Alina Murano (SP): Viertel ohne CH-Pass – Gefahr für Demokratie?
25 % der Schweizer Bevölkerung ist von demokratischen Prozessen ausgeschlossen. Murano erklärt im Gastbeitrag, wieso das eine Gefahr für die Demokratie ist.
Das Wichtigste in Kürze
- Am 27. März finden im Kanton Bern die Grossratswahlen statt.
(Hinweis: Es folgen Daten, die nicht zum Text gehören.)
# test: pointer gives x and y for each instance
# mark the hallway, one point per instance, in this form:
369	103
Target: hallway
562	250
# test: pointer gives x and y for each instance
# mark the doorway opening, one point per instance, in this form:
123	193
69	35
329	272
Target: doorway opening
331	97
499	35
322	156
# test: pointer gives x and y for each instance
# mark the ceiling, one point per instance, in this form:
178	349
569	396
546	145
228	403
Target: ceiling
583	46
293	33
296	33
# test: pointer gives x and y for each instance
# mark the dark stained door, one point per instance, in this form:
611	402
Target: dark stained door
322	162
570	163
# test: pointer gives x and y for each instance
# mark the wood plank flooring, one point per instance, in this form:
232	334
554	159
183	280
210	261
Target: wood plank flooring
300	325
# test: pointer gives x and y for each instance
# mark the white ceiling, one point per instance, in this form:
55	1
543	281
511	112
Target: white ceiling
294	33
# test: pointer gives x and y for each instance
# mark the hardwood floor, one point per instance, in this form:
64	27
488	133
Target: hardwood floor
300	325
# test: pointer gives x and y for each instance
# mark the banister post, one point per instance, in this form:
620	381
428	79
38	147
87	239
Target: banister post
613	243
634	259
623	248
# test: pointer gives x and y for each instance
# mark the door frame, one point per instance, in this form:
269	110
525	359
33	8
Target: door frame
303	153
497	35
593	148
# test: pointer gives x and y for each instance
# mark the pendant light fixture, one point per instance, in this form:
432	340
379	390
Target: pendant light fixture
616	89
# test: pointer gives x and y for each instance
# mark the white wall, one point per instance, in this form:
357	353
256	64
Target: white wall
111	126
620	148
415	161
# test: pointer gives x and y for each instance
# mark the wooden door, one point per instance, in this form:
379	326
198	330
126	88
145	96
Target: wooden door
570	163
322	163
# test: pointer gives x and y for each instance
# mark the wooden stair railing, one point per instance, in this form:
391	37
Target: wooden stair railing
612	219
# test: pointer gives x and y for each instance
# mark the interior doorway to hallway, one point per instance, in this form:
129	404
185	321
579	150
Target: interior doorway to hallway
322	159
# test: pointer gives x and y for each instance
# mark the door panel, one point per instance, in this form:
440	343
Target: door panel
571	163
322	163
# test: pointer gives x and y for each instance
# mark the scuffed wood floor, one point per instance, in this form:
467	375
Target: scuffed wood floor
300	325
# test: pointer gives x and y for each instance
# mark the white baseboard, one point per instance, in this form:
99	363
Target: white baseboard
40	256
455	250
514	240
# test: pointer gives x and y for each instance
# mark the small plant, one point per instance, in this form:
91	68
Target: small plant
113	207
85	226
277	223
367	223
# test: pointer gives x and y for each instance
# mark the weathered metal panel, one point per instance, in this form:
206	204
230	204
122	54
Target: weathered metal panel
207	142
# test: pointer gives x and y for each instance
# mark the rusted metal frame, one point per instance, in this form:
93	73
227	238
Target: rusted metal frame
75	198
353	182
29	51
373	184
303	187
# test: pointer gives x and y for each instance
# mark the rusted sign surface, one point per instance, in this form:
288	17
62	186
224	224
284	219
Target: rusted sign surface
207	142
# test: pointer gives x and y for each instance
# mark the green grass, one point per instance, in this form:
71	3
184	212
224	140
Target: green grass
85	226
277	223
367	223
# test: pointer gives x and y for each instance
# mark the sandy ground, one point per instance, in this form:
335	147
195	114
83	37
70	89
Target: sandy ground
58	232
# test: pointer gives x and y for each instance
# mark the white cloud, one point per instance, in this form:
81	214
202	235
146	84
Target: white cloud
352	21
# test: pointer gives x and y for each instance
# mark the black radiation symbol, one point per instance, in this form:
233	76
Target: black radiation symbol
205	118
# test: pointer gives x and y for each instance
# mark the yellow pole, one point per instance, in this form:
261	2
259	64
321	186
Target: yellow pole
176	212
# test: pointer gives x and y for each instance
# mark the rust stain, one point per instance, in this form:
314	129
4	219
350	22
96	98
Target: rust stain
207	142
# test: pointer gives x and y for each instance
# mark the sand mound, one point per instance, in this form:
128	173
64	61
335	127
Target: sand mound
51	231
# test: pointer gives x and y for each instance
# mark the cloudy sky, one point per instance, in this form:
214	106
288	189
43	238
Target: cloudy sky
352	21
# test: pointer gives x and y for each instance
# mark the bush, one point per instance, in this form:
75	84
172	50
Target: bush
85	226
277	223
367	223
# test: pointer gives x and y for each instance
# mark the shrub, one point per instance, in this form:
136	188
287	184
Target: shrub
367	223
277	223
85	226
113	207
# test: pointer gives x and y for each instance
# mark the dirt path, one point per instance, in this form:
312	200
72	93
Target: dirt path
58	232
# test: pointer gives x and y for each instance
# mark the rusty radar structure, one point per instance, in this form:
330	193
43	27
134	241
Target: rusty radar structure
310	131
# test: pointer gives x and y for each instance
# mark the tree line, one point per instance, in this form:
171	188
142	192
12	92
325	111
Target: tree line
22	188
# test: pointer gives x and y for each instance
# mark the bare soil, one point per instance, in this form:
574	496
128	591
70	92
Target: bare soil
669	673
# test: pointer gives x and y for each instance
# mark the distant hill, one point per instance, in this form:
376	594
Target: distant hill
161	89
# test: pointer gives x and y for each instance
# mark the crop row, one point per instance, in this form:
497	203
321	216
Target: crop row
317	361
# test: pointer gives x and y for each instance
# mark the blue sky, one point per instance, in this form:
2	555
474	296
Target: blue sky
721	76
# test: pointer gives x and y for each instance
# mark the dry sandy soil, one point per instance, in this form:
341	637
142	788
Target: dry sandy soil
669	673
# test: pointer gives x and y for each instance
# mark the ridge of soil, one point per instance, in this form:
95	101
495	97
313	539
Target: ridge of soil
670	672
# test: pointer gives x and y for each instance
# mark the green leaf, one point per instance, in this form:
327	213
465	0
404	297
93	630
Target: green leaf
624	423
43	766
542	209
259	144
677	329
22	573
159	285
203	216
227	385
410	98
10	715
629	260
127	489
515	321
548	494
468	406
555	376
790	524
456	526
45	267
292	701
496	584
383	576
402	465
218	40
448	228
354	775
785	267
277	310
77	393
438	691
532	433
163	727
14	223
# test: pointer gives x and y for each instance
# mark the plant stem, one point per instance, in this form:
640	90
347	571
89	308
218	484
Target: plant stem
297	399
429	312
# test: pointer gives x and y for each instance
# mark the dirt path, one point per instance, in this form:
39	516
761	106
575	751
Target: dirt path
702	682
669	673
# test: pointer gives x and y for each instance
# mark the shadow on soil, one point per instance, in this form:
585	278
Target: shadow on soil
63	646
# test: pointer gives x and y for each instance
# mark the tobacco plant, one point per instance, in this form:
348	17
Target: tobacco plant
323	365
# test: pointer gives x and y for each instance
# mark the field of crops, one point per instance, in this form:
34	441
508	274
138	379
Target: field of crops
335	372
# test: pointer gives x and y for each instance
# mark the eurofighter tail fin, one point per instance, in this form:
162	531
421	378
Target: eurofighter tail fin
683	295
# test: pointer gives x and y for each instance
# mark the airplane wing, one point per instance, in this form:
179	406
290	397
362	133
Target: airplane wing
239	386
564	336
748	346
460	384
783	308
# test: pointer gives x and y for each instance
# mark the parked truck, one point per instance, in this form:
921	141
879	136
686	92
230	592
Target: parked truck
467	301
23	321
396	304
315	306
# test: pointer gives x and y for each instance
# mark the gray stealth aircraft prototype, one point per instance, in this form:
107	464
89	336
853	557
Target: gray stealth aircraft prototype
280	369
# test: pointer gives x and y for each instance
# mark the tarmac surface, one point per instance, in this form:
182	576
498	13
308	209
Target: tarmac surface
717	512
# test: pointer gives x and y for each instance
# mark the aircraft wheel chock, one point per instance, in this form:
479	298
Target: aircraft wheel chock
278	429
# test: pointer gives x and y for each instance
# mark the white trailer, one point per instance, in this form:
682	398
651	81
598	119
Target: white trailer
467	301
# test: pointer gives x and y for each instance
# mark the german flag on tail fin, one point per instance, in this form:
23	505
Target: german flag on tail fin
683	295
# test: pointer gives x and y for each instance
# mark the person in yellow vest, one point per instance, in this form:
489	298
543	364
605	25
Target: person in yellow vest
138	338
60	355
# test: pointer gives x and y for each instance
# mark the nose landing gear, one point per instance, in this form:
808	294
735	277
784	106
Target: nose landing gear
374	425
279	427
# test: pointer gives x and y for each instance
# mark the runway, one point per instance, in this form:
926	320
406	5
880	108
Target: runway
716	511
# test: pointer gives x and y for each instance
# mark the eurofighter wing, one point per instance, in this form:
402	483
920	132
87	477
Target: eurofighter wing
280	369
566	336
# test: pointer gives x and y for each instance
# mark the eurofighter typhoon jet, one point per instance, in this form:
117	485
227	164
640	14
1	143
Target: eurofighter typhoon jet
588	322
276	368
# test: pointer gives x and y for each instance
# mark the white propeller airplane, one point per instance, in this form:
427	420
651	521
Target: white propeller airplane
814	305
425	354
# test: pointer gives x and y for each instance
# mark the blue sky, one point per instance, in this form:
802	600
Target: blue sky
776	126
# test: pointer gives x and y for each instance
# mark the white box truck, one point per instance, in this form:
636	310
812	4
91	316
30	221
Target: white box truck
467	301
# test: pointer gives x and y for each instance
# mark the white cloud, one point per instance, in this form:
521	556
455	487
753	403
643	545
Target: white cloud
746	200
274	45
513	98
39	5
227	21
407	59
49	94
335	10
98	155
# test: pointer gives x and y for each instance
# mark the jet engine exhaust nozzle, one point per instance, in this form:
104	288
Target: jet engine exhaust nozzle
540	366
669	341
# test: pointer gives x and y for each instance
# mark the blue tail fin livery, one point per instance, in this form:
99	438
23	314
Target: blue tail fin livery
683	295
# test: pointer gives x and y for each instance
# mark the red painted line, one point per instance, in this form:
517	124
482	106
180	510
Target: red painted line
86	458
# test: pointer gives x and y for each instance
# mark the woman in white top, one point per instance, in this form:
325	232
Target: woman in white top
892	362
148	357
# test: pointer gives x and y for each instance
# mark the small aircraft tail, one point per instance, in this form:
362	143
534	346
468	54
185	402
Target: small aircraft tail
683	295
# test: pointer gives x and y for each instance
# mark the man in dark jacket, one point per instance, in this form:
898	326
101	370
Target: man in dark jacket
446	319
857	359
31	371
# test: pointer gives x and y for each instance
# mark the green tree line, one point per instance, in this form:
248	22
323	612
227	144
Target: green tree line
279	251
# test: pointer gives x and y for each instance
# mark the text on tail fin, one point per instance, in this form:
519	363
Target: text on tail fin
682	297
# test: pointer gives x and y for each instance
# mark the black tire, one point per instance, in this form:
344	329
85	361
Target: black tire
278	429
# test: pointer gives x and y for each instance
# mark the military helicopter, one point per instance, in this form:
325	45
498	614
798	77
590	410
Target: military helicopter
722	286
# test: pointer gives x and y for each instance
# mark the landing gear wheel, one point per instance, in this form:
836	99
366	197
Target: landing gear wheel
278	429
- Alina Murano kandidiert für die SP.
Ein Viertel der Bevölkerung der Schweiz ist heute von der politischen Mitbestimmung ausgeschlossen. Von 8 Millionen Menschen haben zwei Millionen keinen Schweizer Pass. In gewissen Quartieren der Stadt Bern sind es sogar bis zu 35 %. Es ist an der Zeit, das Stimm- und Wahlrecht für alle Menschen, die in der Schweiz geboren sind, einzuführen.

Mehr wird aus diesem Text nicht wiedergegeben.